Я чуть не расплылся в улыбке. А он ничего, молодец.
— Хорошо, предположим, что я не дурак. — Я отодвинул тарелку с хлопьями и облокотился на стол. — Предположим, я знал, что не найду здесь Оби-Вана от волынки. Также ради удобства предположим, что я вам не скажу, зачем я пошел сюда учиться, — если, конечно, мы исходим из того, что у меня была причина.
— Согласен. — Салливан посмотрел на часы и снова поднял глаза на меня. Его взгляд был внимательным, не преподавательским. — Я спросил Билла, что с тобой делать.
Я не сразу вспомнил, что Билл — преподаватель волынки.
— Он сказал, чтобы я просто оставил тебя в покое. То есть дал бы тебе возможность заниматься в то время, когда у тебя назначен урок, и успокоился. Но, по-моему, это — извращение идеи музыкальной школы. Ты согласен?
— Да, есть в этом что-то неправильное, — ответил я. — Не знаю, правда, стал бы я употреблять слово «извращение»…
— Поэтому я решил, что мы назначим тебе занятия по другому инструменту, — перебил Салливан. — Никаких деревянных духовых и язычковых, ты их слишком быстро освоишь. Возьмем гитару или фортепиано. Чтобы ты не за пять минут научился.

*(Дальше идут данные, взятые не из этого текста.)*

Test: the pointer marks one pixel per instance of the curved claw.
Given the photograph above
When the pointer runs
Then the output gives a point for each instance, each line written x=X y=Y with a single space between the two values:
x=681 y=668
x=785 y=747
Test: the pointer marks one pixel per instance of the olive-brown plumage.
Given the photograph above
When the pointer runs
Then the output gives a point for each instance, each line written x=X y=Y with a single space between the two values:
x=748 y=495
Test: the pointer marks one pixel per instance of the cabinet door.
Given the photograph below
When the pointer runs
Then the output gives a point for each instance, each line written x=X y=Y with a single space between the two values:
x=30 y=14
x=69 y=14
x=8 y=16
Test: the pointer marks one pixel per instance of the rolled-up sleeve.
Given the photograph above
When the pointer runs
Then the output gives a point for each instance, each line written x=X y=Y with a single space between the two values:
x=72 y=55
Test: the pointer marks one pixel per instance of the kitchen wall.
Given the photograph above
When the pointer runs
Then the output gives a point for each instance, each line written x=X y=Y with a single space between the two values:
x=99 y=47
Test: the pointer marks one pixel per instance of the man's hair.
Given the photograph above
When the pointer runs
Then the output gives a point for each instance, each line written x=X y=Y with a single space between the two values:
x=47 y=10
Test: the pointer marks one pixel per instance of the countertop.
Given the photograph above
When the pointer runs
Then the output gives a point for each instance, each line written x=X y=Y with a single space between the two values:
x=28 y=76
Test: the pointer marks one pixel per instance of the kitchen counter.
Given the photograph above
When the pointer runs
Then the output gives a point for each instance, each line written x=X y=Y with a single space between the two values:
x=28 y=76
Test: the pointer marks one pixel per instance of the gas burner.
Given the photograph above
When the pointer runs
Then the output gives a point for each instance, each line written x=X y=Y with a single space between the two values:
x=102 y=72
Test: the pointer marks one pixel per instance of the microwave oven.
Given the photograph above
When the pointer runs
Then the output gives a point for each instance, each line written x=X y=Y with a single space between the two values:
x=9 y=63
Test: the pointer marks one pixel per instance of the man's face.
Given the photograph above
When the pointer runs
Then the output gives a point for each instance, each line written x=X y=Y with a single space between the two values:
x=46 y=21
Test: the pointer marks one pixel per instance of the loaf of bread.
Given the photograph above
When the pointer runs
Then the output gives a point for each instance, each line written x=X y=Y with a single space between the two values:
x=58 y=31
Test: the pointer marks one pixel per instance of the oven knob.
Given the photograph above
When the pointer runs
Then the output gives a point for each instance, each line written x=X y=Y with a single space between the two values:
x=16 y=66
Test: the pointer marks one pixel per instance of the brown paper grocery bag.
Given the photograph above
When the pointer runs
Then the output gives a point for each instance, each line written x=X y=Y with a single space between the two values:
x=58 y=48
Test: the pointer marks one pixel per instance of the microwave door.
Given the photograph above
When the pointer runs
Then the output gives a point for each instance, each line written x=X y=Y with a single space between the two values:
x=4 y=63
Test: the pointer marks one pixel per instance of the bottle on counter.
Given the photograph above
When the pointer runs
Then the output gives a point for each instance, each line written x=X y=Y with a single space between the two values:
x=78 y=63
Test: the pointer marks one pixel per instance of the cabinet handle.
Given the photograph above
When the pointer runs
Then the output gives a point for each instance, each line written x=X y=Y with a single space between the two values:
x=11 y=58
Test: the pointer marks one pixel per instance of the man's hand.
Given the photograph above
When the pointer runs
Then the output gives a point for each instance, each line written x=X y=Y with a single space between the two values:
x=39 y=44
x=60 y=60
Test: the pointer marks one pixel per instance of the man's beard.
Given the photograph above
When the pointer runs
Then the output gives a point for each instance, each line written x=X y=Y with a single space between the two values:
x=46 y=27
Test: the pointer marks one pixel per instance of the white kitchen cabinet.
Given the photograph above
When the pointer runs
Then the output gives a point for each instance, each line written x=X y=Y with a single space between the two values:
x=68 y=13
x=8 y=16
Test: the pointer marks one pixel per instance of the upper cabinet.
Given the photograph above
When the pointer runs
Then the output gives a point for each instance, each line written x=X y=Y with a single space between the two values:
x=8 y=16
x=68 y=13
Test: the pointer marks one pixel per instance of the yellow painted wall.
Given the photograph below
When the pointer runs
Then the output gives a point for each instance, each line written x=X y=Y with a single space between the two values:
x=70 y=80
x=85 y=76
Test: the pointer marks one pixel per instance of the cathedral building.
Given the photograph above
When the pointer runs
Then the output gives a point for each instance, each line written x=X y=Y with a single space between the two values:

— Имейте в виду, — сказал я, — я немного играю на гитаре.
— Имей в виду, — передразнил меня Салливан, — я тоже. Но на фортепиано я играю лучше. А ты?
— Меня вы будете учить?
— Группы пианистов переполнены обычными студентами. Мне жаль твоего времени, поэтому я выделю окно в промежутках между проверкой ваших кошмарных сочинений, чтобы заниматься с тобой. А ты добавишь фортепиано в список своих музыкальных умений. Если ты не против.
Бескорыстная доброта в людях всегда меня настораживает. А если она направлена на меня, то я настораживаюсь вдвойне.
— У меня такое ощущение, что я — то ли подопытный в эксперименте, то ли инструмент самоистязания.